Dante’s life and works
Dante Alighieri was an Italian poet, prose writer, literary theorist, moral philosopher, and political thinker. He was born in Florence in May 1265. His family was of an old lineage, of noble birth but no longer wealthy. His education was undoubtedly typical of all the youth of that time and station in life. Dante studied at the University of Bologna, one of the most famous universities in the medieval world. There, he came under the influence of one of the most famous scholars of the time, Ser Brunetto Latini, who never taught Dante but advised and encouraged him. Latini appears in Canto XV of the Inferno.
Dante’s public life began when he bravely fought in a battle at Campaldino in 1289. By 1295, he was completely involved in political causes and was elected to the City Council that year. Florence, at that time, had two political parties: the Guelphs, who supported the pope as the ruler of the Catholic Church but believed that he should not be involved in secular affairs; and the Ghibellines, who believed the pope should rule both secular and religious factions. As a member of the Guelph political party, Dante was sent often on missions to arrange peace between the two warring parties. While on a mission to Rome to arrange a truce between the two parties, trumped-up charges were made against Dante: He was charged with graft, intrigue against the peace of the city, and hostility against the pope. He was fearful for his life, and he did not appear to answer the charges. A heavier penalty was imposed. All of his property was confiscated, he was sentenced to be burned at the stake if caught, and his two sons were banished with him. In 1302, he was exiled from his native city, never to return.
It is not known where he spent many of his years in exile, but he was often well received. He began his great poem, The Divine Comedy. He wrote Divine Comedy which is one of the most important poems of the Middle Ages and the most influential literary work in Italian. Dante’s Divine Comedy presents a profound Christian vision of humankind’s temporal and eternal destiny. He mostly used vernacular in literature while most poetry was written in Latin. Also, his use of the Florentine dialect helped establish the modern-day standardized Italian language. Not only did he lend a voice to the emerging lay culture of his own country, but Italian became the literary language in western Europe for several centuries.

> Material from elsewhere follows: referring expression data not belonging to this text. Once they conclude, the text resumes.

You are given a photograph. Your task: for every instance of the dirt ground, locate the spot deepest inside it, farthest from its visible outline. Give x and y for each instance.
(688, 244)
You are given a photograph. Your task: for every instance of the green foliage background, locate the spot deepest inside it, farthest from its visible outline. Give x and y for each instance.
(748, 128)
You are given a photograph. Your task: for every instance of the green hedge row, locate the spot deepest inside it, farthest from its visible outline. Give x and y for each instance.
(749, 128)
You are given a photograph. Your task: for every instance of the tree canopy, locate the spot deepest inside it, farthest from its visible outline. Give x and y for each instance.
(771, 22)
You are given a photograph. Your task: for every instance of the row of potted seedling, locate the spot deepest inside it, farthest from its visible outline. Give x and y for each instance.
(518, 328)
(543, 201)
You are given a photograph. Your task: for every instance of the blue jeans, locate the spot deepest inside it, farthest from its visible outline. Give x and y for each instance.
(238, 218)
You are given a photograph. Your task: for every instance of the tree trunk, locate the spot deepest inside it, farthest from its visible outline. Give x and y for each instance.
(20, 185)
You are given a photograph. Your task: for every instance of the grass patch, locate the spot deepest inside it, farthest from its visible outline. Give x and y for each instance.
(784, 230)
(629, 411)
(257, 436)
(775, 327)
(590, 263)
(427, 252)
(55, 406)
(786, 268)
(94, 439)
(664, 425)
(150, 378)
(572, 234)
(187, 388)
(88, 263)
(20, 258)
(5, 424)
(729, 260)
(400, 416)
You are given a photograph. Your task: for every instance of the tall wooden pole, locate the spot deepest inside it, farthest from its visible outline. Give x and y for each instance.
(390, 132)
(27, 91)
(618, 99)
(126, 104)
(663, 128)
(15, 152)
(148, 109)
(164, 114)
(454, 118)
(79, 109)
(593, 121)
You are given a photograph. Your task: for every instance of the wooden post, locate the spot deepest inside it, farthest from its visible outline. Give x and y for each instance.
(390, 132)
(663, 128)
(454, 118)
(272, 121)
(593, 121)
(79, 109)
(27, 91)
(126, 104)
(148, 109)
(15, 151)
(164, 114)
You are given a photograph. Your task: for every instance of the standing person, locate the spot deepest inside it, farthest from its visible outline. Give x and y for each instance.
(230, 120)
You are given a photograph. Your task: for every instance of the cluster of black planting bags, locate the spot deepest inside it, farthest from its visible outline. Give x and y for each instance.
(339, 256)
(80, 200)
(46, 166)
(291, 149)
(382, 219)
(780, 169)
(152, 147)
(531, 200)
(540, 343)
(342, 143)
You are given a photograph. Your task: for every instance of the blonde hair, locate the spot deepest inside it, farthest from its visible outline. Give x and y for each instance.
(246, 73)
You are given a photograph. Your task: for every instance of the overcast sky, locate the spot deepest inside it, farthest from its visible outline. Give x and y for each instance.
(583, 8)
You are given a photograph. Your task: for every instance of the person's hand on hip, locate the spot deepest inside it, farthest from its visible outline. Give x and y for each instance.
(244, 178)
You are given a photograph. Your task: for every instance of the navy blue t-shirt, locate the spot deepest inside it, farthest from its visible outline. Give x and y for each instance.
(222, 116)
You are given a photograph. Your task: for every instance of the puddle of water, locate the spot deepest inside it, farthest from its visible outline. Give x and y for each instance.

In addition to poetry, Dante wrote important theoretical works ranging from discussions of rhetoric to moral philosophy and political thought. He died in Ravenna on September 13, 1321, and he was buried with honors due him. Even though he is dead, his influential works and his unique usage of language still have an impact on the world of literature. Dante is always described as the “father” of the Italian language, and he is called one of the “three crowns” with other influential names including Petrarch and Boccaccio.